Our auditory experience of cinema is not limited to its memorable tunes but extends to the many iconic sounds we hear over the course of the narrative. While never at the forefront these sounds become inseparable from the overall experience. Sound recordists are the unsung heroes of the film industry, and one such personality was M A Shaikh. Known for his stellar collaborations with Yash Chopra, crafting the iconic soundscapes of Ittefaq(1969) and Deewaar(1975), Shaikh was a true luminary of the art.
Mohammad Ameeruddin Shaikh was born in Bombay. His father was chief parcel clerk in the railways and he was the only son. He studied Radio Engineering and had a diploma degree in it. He began his career as an electrician at the Central Studios. He was quick to learn the trade and was soon promoted to boom man under audiographer C M Pancholi. He shifted top Mehboob Studios in 1954 to become an assistant to sound recordist Kaushik. During this spell, he assisted in the sound recording of iconic films like Mother India (1957). He stayed there, learning the craft, for 14 years.

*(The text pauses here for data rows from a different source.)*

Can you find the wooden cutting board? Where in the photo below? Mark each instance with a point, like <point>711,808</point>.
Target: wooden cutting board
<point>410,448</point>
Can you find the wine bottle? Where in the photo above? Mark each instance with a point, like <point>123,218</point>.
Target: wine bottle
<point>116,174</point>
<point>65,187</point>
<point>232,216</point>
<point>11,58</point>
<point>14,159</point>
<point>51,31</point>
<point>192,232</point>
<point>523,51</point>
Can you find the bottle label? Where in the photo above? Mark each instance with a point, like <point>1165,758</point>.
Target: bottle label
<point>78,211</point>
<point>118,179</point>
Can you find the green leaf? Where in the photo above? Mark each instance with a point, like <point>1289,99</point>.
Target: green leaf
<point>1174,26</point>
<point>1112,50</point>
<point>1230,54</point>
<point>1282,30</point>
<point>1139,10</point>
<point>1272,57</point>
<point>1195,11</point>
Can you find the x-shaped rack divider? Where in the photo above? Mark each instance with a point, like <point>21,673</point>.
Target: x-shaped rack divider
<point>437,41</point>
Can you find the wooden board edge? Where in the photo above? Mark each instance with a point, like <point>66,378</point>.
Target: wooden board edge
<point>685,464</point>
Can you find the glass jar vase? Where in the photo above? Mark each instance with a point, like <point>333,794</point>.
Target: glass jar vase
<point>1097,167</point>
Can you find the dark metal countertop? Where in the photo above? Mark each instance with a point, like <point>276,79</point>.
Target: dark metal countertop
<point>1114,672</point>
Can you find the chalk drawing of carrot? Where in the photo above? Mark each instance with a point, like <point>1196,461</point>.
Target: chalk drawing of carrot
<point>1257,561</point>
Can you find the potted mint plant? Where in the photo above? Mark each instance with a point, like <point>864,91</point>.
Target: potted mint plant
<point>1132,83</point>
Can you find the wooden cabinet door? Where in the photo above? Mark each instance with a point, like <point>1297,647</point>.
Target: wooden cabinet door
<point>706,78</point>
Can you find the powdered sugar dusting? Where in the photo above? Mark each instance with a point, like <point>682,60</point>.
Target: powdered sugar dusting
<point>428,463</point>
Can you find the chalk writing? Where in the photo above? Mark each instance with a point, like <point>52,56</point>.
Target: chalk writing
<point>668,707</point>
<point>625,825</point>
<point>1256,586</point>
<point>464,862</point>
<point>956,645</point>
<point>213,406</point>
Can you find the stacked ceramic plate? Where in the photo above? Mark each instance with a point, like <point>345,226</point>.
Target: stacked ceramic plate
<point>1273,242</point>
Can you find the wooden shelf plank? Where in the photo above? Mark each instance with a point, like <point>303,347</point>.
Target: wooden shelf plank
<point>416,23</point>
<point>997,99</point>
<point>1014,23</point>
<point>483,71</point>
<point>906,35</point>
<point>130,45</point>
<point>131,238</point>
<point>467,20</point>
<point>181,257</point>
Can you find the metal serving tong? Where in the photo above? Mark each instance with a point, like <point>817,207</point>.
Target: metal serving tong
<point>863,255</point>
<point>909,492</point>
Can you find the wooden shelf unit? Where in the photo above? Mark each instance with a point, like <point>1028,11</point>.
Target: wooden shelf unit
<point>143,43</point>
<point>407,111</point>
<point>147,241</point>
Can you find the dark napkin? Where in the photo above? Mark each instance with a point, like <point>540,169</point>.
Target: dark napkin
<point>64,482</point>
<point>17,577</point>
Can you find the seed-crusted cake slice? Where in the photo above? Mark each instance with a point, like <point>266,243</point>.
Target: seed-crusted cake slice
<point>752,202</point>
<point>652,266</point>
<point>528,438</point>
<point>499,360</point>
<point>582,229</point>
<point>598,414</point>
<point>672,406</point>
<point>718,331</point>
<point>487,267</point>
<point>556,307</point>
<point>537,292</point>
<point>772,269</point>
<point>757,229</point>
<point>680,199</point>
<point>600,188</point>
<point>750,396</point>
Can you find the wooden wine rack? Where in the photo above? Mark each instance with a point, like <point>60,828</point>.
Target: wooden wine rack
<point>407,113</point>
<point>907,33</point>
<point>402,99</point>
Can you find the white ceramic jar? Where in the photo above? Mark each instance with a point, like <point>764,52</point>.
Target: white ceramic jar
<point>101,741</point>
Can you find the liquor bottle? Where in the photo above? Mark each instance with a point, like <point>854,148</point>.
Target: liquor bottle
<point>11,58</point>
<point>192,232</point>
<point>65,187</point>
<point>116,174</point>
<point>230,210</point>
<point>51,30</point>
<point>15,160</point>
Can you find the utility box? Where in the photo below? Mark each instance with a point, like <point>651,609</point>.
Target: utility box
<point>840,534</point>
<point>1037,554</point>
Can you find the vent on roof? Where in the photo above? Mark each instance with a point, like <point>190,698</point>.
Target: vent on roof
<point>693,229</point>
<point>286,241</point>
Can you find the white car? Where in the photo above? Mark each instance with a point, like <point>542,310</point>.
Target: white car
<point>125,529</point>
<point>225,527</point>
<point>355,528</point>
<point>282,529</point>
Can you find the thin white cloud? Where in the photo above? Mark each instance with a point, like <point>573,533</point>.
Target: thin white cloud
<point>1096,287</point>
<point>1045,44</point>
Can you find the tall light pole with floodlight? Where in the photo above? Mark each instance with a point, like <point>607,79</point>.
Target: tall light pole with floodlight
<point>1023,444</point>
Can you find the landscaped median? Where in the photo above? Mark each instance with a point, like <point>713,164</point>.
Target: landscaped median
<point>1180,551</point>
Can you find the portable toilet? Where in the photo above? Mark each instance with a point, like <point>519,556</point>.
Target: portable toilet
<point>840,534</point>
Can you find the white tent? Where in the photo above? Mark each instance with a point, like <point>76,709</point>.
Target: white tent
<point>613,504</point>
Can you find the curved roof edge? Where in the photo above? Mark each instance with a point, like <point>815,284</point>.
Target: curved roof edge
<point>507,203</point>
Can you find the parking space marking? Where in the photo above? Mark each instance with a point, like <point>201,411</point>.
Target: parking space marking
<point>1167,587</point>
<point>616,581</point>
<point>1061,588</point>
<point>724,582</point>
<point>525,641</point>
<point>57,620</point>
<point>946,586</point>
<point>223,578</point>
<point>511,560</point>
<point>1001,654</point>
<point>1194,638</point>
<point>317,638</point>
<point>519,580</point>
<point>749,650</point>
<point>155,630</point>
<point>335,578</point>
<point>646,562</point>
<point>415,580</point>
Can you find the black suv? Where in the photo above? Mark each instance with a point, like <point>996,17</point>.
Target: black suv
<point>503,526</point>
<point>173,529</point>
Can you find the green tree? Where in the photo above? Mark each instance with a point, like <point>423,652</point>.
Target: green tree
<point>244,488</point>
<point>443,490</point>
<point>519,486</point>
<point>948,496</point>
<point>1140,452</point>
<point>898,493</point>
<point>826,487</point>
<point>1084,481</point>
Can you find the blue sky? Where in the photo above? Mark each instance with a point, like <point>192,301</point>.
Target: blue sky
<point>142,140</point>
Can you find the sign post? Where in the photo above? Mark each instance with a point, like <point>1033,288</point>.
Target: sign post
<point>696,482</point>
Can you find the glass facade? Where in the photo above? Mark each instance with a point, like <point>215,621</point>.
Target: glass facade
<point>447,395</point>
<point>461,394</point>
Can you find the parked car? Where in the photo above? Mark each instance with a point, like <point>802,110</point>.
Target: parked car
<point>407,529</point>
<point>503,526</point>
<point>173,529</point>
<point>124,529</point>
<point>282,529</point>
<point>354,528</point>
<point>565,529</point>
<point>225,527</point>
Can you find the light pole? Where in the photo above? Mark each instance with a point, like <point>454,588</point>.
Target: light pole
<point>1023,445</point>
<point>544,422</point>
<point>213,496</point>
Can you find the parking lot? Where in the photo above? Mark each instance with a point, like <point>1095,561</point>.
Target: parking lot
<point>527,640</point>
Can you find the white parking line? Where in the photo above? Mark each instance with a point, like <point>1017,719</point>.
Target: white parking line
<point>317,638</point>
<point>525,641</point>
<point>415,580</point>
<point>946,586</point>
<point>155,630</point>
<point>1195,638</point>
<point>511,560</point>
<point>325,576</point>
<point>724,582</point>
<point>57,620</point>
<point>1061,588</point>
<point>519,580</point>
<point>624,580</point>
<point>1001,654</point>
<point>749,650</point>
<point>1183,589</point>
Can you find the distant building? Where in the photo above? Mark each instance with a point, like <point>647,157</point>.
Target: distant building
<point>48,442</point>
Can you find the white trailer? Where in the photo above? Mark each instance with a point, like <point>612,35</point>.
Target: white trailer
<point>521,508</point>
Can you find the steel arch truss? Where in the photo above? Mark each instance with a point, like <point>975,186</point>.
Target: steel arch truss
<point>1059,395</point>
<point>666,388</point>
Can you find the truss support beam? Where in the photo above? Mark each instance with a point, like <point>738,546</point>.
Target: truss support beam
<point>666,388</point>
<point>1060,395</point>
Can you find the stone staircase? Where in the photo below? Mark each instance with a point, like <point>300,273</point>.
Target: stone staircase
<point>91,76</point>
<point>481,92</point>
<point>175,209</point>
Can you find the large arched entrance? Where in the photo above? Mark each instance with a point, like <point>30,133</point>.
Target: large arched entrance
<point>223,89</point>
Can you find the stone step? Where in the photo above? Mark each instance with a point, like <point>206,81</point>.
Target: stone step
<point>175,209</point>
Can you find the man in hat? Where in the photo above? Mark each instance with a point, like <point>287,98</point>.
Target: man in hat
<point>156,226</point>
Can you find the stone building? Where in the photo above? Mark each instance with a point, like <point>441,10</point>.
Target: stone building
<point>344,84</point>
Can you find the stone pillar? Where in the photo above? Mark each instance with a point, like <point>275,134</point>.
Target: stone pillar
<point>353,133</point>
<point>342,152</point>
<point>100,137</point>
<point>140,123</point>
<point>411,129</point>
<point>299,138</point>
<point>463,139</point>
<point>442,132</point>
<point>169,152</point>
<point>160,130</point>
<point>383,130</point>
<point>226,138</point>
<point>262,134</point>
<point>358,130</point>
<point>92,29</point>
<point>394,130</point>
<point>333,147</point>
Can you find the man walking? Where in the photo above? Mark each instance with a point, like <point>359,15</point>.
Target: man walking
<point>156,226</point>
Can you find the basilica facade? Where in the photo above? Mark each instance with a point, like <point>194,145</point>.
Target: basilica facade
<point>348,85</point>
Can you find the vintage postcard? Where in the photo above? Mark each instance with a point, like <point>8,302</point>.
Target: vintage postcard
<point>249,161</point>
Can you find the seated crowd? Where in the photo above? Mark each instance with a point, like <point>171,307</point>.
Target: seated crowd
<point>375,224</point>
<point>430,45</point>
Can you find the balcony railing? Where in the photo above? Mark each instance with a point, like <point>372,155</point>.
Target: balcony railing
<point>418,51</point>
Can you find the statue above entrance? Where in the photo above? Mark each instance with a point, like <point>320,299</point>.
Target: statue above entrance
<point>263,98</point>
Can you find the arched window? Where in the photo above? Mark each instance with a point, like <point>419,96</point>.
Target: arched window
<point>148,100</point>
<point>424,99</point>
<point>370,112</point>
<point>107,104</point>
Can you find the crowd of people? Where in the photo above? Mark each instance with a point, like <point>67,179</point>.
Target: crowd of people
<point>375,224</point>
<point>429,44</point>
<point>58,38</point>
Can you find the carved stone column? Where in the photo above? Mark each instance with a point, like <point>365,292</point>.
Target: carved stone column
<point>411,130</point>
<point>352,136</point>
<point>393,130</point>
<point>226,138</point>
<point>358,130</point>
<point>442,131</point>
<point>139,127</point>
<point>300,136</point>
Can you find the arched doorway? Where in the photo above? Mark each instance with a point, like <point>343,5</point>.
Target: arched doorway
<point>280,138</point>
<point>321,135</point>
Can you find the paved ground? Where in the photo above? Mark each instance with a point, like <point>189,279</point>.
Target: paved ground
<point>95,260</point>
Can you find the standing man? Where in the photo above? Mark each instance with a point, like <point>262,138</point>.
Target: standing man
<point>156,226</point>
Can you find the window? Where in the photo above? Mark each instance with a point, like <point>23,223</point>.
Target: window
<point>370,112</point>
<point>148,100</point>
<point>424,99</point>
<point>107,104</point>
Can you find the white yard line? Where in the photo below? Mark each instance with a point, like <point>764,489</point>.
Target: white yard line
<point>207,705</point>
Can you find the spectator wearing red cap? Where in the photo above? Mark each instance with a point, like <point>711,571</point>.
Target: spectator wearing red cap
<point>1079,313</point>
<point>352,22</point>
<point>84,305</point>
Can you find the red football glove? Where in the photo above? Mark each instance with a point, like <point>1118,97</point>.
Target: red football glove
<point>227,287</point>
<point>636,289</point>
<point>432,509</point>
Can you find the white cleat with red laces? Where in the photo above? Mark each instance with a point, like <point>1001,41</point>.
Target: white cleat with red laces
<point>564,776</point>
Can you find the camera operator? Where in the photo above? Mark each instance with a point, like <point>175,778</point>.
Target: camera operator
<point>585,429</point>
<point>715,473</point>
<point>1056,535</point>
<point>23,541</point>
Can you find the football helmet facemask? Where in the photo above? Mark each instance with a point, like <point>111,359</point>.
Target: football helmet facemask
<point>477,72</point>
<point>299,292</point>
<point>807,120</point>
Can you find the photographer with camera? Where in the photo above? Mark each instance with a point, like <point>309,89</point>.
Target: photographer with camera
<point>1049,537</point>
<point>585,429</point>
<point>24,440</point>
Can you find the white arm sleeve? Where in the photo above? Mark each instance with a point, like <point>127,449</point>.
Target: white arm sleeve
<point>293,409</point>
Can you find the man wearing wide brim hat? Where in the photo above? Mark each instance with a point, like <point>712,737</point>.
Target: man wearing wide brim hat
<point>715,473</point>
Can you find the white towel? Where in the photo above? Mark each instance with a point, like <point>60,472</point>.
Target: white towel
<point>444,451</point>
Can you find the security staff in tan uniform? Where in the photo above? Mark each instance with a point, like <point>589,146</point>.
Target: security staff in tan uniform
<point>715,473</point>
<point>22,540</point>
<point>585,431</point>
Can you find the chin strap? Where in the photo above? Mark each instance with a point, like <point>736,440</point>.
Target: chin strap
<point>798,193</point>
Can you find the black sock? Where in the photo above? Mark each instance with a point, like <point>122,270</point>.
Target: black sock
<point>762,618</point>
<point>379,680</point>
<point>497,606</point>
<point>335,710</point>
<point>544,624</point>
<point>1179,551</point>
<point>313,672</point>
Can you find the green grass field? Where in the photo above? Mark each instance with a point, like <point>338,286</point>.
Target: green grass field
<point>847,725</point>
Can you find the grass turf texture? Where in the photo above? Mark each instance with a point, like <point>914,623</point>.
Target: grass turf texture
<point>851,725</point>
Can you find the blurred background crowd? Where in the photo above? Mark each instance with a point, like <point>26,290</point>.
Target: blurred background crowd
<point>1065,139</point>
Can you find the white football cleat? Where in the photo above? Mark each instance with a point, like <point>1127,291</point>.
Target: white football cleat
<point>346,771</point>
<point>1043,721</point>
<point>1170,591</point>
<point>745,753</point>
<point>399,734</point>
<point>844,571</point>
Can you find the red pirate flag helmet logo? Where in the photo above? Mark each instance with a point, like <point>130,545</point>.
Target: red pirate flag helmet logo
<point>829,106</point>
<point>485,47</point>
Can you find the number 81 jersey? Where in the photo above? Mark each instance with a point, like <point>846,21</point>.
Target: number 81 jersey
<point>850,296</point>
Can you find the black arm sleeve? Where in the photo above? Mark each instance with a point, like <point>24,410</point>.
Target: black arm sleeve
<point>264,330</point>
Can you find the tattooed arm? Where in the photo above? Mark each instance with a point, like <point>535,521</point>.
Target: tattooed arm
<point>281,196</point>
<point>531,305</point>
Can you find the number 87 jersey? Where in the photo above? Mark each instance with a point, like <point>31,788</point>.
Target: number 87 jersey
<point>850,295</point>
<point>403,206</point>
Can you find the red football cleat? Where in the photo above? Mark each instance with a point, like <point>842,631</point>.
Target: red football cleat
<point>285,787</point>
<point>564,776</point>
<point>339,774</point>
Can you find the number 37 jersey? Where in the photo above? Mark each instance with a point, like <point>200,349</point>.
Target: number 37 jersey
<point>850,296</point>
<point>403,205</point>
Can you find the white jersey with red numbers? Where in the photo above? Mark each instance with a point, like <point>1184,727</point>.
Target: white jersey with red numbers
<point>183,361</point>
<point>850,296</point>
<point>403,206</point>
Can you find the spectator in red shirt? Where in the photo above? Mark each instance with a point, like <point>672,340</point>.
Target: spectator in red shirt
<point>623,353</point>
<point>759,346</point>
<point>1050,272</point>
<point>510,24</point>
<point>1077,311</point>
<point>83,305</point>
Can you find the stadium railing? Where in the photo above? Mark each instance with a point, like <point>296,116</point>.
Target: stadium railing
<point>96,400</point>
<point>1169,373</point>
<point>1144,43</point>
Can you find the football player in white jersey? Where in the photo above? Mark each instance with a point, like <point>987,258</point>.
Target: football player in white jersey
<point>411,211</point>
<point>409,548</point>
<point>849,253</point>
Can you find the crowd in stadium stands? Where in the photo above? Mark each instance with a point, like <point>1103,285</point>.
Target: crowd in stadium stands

After his training was complete, Kaushik recommended Shaikh to B R Chopra who took him on as the sound recordist for the Rajesh Khanna-Nanda starrer Ittefaq(1969). Few people can claim to have won a Filmfare Award on their debut and M A Shaikh is one of them. After this seminal achievement, he never looked back. B R Chopra was quick to recognise his talent and signed him on for Aadmi Aur Insaan (1969). He became a regular collaborator of the Chopra brothers hereafter – working on classics such as Dastaan (1972), Dhund(1973), Daag(1973) and Joshila (1973). He also worked in Raj Tilak’s 36 Ghante, a remake of The Desperate Hours. He also worked on Ravi Chopra’s Zameer(1975).
The next monumental achievement of Shaikh’s career was the sound design of Deewaar(1975). The film is regarded as one of the most significant films of the 70s. It won Shaikh his second Filmfare Award for Best Sound Design. He was the audiographer for Ramesh Talwar’s hit Doosara Aadmi (1977). Other than films like Saath Saath (1982), Ram Tera Desh (1984), the Mithun Chakraborty action spectacle Kasam Paida Karne Wale Ki (1984) and Ramanand Sagar’s Salma (1985) his career mostly revolved around the Chopras’ productions. He played important roles in creating unforgettable films like Kabhie Kabhie (1976), Trishul (1978), Kaala Patthar (1979), Silsila(1981), The Burning Train (1980), Nikaah (1982) and Tawaif(1985). He continued working in the 90’s in films like Sailaab (1990), Daan Pratidaan (1992), Prem Yog (1994), Aunty No 1 (1998) and Dulhe Raja (1998). His last known film credit was in 2001’s Ek Aur Vishpot.
By all accounts a shy man he felt that technicians deserved more recognition for their work from the industry. He was married and had a daughter. He left an indelible mark on the cinema of the 70s and 80s, in particular, on the legacy of the Chopras.